L’ancien chef de gouvernement pense que la démarche la plus idoine est celle de « reconstruire l’Etat », car l’actuel a perdu beaucoup de ses repères et de ses atouts et traditions républicaines. Pour Hamrouche, il y a « une déstructuration de l’administration gouvernementale et un affaiblissement de son expertise. Il dira qu’ »aujourd’hui, vous avez une fausse information qui donne lieu à une fausse analyse puis à de fausses décisions ».

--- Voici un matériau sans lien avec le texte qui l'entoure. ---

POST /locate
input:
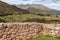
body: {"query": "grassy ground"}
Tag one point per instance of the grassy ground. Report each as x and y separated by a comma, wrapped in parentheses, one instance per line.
(29, 18)
(44, 38)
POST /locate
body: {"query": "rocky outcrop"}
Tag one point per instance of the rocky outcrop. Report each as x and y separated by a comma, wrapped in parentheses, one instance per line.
(25, 30)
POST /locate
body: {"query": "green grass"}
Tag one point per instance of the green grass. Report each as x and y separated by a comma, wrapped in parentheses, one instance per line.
(44, 38)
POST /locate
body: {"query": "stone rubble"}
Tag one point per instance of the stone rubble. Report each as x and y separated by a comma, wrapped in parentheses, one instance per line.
(25, 30)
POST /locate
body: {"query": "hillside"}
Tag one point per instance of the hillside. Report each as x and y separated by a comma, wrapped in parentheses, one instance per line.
(6, 9)
(38, 9)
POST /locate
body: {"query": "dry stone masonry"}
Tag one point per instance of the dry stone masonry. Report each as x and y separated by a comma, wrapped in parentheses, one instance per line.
(25, 30)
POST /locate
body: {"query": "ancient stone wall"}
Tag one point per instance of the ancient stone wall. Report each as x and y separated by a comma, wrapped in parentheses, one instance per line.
(25, 30)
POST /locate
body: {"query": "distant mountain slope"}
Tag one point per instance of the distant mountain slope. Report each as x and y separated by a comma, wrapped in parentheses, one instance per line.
(6, 9)
(38, 9)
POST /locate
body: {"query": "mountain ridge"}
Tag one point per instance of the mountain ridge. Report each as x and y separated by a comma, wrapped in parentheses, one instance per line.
(38, 9)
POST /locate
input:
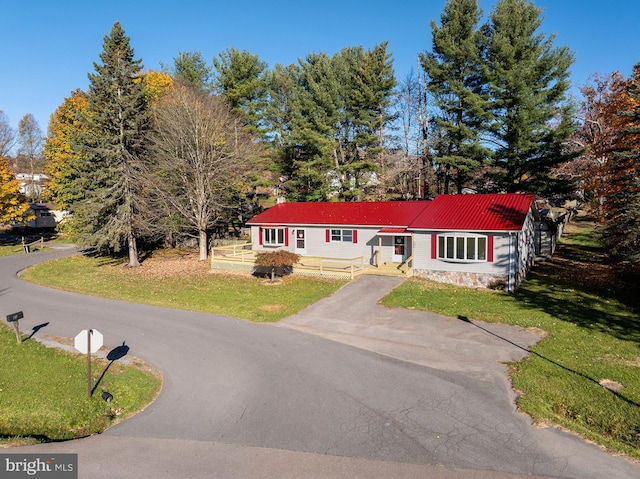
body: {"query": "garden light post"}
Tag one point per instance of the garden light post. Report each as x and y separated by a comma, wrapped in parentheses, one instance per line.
(13, 318)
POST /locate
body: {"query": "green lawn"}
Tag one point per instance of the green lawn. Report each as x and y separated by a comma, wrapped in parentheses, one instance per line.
(592, 320)
(238, 296)
(44, 392)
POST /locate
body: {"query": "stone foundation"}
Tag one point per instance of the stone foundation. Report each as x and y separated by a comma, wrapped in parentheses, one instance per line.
(468, 280)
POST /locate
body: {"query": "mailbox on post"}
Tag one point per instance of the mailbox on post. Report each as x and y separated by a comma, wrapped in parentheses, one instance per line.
(14, 318)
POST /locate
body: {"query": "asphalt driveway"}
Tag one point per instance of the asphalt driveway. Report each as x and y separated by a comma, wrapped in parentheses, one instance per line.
(346, 388)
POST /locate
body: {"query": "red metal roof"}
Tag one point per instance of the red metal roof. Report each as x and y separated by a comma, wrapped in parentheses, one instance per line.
(381, 213)
(492, 212)
(393, 231)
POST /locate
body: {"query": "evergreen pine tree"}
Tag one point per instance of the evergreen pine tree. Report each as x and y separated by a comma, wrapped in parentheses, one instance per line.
(528, 79)
(241, 79)
(113, 147)
(453, 71)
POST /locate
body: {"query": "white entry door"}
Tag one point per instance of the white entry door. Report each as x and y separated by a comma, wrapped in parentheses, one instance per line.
(399, 249)
(301, 242)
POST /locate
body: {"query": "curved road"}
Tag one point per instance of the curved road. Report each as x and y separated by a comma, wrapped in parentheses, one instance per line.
(409, 395)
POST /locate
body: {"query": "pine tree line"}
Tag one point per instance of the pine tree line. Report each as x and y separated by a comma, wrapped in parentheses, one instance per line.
(488, 110)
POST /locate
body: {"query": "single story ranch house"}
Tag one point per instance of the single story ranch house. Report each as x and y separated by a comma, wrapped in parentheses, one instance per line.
(476, 240)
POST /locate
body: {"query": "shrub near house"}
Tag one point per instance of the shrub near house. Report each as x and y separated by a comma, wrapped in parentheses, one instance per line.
(275, 263)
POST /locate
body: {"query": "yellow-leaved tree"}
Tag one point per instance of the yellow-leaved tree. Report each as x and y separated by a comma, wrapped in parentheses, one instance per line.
(157, 84)
(13, 207)
(62, 160)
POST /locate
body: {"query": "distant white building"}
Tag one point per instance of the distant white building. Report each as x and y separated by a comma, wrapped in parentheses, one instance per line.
(32, 185)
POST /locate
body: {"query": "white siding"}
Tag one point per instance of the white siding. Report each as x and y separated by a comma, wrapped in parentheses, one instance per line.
(317, 245)
(498, 266)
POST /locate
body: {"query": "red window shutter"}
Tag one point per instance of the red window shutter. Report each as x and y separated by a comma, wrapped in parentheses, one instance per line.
(490, 249)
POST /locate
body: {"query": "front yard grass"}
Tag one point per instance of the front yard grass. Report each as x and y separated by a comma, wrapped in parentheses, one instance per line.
(585, 374)
(175, 279)
(44, 392)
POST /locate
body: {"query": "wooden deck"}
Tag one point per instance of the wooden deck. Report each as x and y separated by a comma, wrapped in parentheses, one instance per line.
(242, 257)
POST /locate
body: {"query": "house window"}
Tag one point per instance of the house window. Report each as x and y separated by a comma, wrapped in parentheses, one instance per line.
(452, 247)
(273, 236)
(346, 236)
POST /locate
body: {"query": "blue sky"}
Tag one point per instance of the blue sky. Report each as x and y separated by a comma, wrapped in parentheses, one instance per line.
(48, 47)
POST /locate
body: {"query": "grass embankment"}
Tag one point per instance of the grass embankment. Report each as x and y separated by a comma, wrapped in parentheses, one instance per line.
(585, 374)
(175, 279)
(44, 392)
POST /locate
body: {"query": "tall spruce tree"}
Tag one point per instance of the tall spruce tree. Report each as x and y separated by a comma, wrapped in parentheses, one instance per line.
(240, 77)
(528, 79)
(622, 206)
(113, 147)
(454, 75)
(336, 109)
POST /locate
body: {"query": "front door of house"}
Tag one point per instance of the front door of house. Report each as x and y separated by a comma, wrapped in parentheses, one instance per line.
(399, 249)
(301, 244)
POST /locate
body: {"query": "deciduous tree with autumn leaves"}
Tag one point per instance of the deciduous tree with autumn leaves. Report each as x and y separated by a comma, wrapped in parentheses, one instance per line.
(13, 206)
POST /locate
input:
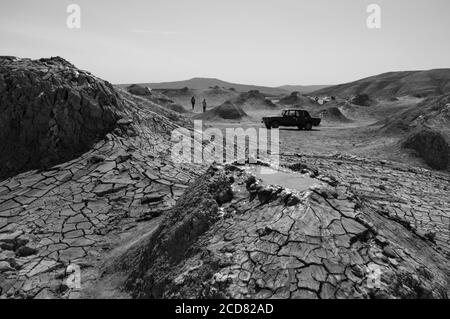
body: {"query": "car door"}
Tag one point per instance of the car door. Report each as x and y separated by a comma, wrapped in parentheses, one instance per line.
(292, 118)
(300, 120)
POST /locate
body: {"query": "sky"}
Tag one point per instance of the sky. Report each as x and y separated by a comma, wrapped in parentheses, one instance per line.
(261, 42)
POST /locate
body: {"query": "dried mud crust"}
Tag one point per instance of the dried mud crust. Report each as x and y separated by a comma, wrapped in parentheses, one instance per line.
(269, 242)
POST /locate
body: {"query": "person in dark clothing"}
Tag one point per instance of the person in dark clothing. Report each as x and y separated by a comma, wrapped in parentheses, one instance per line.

Hamrouche appelle à libérer l’Etat de l’hégémonie du pouvoir et des personnes ». « Il faut parler de l’Etat. Quand on règlera ce problème, on ira vers la démocratie, des modifications de textes de loi. » Autrement dit, il s’agira pour Hamrouche de changer le système actuel de l’intérieur en réhabilitant des mécanismes de fonctionnement, en actionnant d’autres leviers sans pour autant créer de nouvelles fractures. Hamrouche propose, sans le dire, un rôle consensuel qui flirte avec celui du FFS.

D’ailleurs, il a insisté sur l’urgence de la « construction d’un nouveau consensus national pour protéger notre identité, l’unité de notre territoire, et garantir la sécurité de notre pays », avant d’ajouter que c’est ce « consensus qui doit réhabiliter l’Etat et protéger la cohésion nationale ».